Abstract

The ichnofossil Sanctum laurentiensis from the Late Ordovician (Cincinnatian) of Laurentia is a domichnium tunneled into live colonies of ramose and frondose trepostome Bryozoa. A preferred entrance location was chosen by the trace-making endoskeletozoan. The organism chose to tunnel in positions near growing tips of branches where one of two conditions prevailed. At stereotypical sites, here considered “determinate”, domicile entrances were made where a trepostome branch was in the growth process of bifurcation; sites considered “indeterminate” were chosen where one blade or branch was impinging on another, or on some other nearby substrate, thus interfering with normal colony growth in a random, or non-ontogenetic, manner. This stereotypy is a rare example of demonstrable entrance-siting behavior by an unknown invertebrate organism.

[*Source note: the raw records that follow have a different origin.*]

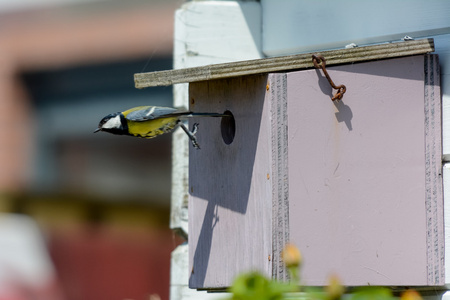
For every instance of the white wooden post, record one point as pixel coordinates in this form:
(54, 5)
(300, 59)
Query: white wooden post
(206, 32)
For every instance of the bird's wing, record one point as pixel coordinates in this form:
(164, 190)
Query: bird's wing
(145, 113)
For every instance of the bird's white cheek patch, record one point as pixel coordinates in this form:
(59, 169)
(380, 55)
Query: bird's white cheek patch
(112, 123)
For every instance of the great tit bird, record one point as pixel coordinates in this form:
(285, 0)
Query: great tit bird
(150, 121)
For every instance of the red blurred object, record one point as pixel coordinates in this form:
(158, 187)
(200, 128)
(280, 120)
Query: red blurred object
(105, 264)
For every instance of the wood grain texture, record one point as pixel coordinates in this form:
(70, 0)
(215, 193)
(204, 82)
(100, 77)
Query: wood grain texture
(206, 33)
(433, 171)
(231, 186)
(277, 86)
(363, 201)
(285, 63)
(446, 175)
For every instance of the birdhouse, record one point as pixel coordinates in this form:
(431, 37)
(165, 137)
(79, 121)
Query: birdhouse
(352, 176)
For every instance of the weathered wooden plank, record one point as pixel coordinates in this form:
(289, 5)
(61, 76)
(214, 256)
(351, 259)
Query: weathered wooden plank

A skeleto-structural condition was present at both determinate and indeterminate locations on ramose trepostome colonies. Stereotypical entrance-site choices included a location where bryozoan freewall membrane was compromised or thinned and exozone was incompletely developed. Sanctum producers preferred incomplete exozone in order to access the endozone for excavation to form a domichnium. Middle and Late Ordovician diversification of ramose bryozoan forms stimulated escalation of bioeroder and symbiont taxa in living zoaria thus encouraging further trepostome evolution.